ルネ・アルヌー(フランス)【優勝7回、選手権3位1回】
1978年、29歳でデビュー。1980年にポイントリーダー。4年連続最多PPを記録。1983年、フェラーリで選手権3位。チーム内で女性問題を起こし、解雇されました。1989年引退。パリで速度違反で捕まった時、「俺はF1ドライバーだ」と言ったとか。

 


1回チャンピオンと非チャンピオン(優勝2回以上)の平均年齢です。

初出場年齢では、非チャンピオンがやや若いのですが、初優勝では1回チャンピオンが先になっています。

1回チャンピオンがデビューしてから2年で優勝するのに比べ、非チャンピオンは3年半かかっていることになります。

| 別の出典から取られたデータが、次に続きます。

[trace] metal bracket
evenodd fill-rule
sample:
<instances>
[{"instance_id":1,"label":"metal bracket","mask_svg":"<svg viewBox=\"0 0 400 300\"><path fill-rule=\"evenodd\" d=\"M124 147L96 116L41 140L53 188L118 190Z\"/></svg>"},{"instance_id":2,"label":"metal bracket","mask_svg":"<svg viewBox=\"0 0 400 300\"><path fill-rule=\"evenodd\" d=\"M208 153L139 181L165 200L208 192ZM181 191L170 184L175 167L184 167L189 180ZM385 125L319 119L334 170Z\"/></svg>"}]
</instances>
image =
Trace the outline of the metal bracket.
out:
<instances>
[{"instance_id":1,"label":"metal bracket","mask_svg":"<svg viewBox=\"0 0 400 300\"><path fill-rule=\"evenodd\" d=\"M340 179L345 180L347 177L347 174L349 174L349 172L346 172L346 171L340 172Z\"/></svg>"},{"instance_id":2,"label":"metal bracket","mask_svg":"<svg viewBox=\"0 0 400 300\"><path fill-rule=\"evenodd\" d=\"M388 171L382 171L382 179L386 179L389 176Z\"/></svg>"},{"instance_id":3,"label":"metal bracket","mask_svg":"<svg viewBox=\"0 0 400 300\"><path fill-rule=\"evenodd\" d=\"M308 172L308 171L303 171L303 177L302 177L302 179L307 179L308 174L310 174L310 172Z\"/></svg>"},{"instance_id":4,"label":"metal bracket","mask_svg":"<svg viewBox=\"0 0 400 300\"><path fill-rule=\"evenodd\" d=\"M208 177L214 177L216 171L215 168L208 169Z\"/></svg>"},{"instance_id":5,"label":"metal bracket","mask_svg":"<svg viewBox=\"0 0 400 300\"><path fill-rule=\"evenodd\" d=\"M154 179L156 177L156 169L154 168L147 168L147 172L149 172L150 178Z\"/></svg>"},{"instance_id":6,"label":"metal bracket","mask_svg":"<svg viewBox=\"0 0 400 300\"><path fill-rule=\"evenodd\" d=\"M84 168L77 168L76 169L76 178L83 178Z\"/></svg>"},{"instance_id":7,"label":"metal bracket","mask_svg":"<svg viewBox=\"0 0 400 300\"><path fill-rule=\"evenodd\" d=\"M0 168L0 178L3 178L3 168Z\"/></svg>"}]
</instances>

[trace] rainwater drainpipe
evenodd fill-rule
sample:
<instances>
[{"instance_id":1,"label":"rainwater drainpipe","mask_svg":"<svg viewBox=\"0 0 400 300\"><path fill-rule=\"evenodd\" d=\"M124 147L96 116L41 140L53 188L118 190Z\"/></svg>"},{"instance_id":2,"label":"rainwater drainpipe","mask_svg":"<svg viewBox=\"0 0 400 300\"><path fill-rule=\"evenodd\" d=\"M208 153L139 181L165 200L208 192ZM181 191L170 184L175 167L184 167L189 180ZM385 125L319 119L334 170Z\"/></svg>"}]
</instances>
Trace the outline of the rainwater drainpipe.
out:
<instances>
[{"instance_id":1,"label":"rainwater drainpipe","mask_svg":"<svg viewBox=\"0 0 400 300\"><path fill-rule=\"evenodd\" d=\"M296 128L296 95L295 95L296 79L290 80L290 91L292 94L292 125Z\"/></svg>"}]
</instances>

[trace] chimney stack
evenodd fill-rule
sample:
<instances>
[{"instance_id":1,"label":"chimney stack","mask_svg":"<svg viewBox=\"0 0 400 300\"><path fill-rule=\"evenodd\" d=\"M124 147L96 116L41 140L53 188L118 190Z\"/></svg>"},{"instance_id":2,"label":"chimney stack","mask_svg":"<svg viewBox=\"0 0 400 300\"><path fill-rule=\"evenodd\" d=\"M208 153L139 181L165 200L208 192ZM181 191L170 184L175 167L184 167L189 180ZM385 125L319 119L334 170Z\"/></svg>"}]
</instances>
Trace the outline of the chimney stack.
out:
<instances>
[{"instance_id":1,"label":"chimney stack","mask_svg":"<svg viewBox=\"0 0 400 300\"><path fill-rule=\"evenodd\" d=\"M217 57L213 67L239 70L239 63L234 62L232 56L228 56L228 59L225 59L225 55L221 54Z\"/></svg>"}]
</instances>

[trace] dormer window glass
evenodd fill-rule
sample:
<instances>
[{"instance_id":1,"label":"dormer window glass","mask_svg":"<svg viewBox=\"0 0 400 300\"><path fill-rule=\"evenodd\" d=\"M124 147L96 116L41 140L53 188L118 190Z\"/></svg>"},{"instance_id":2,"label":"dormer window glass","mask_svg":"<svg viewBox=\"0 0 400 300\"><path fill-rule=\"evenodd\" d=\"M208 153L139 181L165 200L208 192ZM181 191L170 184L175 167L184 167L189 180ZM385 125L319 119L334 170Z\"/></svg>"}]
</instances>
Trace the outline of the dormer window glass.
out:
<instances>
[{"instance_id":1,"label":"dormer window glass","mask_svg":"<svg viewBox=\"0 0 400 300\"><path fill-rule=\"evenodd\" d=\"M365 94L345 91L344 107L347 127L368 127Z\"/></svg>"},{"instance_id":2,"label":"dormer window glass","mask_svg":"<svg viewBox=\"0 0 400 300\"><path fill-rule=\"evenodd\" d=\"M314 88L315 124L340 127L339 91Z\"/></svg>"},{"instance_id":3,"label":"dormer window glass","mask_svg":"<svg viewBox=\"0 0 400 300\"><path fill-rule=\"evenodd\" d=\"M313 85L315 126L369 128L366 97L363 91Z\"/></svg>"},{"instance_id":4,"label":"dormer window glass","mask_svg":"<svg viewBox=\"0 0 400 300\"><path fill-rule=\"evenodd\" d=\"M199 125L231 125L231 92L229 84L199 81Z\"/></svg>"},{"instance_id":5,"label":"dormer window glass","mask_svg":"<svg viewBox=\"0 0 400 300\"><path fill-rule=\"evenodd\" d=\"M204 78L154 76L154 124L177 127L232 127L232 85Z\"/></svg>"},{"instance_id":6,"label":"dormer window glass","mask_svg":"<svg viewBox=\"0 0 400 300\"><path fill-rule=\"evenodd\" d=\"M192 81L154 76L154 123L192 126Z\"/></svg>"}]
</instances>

ミケーレ・アルボレート(イタリア)【優勝5回、選手権2位1回】
1981年、24歳でデビュー。1985年、フェラーリで2勝し、第11戦でプロストに逆転されるまでポイントリーダー。1994年引退。

ゲルハルト・ベルガー(オーストリア)【優勝10回、選手権3位3回】
1984年、24歳でデビュー。ポイントリーダー経験なし。1987年と92年に年間2勝。フェラーリに5年、マクラーレンに3年在籍しましたが、在籍時期のタイミングが悪かったと言えます。セナ事故死の5年前に同じイモラのタンブレロ・コーナーで大事故をおこしていました。

 

 

現役(まだチャンピオンのチャンスあり)

デビッド・クルサード(イギリス)【優勝11回、選手権3位3回】
1994年、23歳でデビュー。1995,1998,2000年に選手権3位。ポイントリーダー経験は2001年に1GP分だけM・シューマッハに並ぶ。ウィリアムズ、マクラーレンと車に恵まれているが、優勝回数が少なく、No.1ドライバーに勝てないでいます。

エディ・アーバイン(イギリス)【優勝4回、選手権2位1回】
1993年、27歳でデビュー。1999年開幕戦に初優勝すると、フェラーリのNo.1シューマッハの事故もあり、チャンピオン争いに頭角を表します。ポイントリーダーに立つも最終戦に敗れて2位。